The Bonfire of the Vanities (1990). I'm in the minority that finds Tom Wolfe's satirical takedown of the Wall Street aristocracy overrated, but precious little of Wolfe's zesty wit or dead-on sociology finds its way into Brian de Palma's off-kilter movie. Starring a weirdly miscast Tom Hanks, this was a legendary failure that became (thanks to reporter Julie Salamon) a case study in literary-property mismanagement.
The Scarlet Letter (1995). If you wanted to make Nathaniel Hawthorne suffer as much as his Puritan protagonists, you would yank him through time and force him to endure Roland Joffé's soft-porn salmagundi, in which Hester Prynne (phlegmy-voiced Demi Moore) is drawn into adultery by a wittle orange birdie and saved from hanging by Indians. Oh, and that scarlet "A" turns out to be kind of a clip-on.
Midnight in the Garden of Good and Evil (1997). John Berendt's tale of lust, murder and cross-dressing in Savannah was one of the most enjoyable reads of 1993 -- and one of the most tedious movies of the 1990s. No amount of Johnny Mercer music could dispel the Spanish-moss torpor of Clint Eastwood's glacially paced flick.
WORST TO BEST
To Have and Have Not (1944). Hemingway wrote it for quick bucks.
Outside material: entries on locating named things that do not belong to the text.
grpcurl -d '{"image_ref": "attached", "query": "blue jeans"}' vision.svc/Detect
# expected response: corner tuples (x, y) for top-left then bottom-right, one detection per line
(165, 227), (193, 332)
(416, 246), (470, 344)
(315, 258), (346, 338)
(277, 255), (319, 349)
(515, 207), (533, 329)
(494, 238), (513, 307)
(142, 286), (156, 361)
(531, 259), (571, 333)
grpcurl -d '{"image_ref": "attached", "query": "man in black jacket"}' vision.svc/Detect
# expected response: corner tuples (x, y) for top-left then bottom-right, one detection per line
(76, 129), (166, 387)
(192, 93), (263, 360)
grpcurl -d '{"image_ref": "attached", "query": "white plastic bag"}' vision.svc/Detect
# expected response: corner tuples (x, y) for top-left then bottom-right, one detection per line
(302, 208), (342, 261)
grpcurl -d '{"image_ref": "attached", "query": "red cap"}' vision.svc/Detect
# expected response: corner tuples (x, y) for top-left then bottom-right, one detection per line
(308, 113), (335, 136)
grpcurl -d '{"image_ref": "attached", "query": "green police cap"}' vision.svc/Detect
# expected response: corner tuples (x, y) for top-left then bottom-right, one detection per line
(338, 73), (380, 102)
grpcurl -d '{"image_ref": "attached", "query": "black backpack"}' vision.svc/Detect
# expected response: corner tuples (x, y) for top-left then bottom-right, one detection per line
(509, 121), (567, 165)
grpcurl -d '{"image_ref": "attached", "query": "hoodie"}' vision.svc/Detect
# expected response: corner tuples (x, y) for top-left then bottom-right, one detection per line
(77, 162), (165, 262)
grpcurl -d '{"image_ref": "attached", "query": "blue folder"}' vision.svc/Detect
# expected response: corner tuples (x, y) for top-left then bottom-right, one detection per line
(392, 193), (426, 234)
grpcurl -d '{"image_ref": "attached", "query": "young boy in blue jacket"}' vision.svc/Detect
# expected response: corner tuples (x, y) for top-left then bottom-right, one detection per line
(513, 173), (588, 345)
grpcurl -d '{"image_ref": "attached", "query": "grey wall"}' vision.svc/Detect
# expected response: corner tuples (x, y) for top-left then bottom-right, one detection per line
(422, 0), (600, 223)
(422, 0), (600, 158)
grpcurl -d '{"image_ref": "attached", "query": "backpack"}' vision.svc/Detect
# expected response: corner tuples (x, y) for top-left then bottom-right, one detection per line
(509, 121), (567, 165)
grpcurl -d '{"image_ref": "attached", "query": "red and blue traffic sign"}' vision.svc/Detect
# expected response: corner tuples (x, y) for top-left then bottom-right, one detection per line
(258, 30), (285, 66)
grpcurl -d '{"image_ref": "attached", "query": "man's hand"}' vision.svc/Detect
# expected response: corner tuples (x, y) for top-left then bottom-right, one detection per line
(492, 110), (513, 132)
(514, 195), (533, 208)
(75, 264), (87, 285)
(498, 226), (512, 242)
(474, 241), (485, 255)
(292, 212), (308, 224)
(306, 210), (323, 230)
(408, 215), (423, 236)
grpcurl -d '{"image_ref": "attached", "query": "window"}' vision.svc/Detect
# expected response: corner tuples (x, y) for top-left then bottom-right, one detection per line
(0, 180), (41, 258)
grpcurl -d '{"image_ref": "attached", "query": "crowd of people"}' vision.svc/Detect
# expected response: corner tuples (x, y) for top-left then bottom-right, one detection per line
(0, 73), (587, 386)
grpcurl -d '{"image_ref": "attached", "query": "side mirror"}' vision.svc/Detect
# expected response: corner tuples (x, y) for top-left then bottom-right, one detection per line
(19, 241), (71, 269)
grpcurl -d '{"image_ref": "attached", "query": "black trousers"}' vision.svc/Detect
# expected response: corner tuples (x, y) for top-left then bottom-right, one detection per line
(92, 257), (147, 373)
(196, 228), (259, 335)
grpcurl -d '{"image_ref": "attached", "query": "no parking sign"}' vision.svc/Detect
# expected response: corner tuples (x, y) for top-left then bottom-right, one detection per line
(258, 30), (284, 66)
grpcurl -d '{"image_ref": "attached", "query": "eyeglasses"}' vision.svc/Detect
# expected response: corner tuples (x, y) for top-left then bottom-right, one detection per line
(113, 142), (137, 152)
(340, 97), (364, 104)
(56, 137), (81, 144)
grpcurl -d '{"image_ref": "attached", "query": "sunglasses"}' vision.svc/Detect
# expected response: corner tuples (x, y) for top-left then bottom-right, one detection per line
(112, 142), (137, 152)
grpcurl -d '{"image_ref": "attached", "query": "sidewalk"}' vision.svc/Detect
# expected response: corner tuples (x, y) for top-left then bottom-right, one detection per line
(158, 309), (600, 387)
Let's hope the money was good because the book was, in director Howard Hawks's fine parlance, "a piece of junk." Which didn't stop Hawks and co-screenwriter William Faulkner (yes, that Faulkner) from renovating it into a crackling Bogart-Bacall yarn that wisely jettisons nine-tenths of the original story and turns the rest into a batting cage of innuendo.
Touch of Evil (1958). "Pulp fiction" is all too apt a term for Whit Masterson's Badge of Evil , a shoot-'em-up that's worth less than the paper it's printed on. In the hands of the mercurial Orson Welles, it blooms into a gaudy, mesmerizing look at lives on the border. Peopled by debauched cops, tranny bikers and a gypsy fortune teller who looks an awful lot like Marlene Dietrich, this is a movie we're still catching up to.
Rosemary's Baby (1968). Ira Levin is the granddaddy of literary hacks, but somebody forgot to tell director Roman Polanski, who turned this devil-spawn scenario into a rich and deeply unsettling Gotham Guignol, rooted in motherhood's most primal terrors.
The Godfather (1972). Mario Puzo used to say that, if he'd known so many people would end up reading his Mafia pasta-boiler, he'd have "written it better." He didn't, and his subsequent books ( The Last Don , anyone?) were even worse. We can be grateful at least that he provided the scaffolding for Francis Ford Coppola's magnificent portrait of a family at war.
The Bridges of Madison County (1995). Robert James Waller pens the kind of sweat-lodge prose that gives men a bad name. But director and lead actor Clint Eastwood (redeeming himself for his Berendt botch) scraped away the book's crust of Y-chromosome fantasy and discovered an affecting midlife romance, with a luminous Meryl Streep at its center.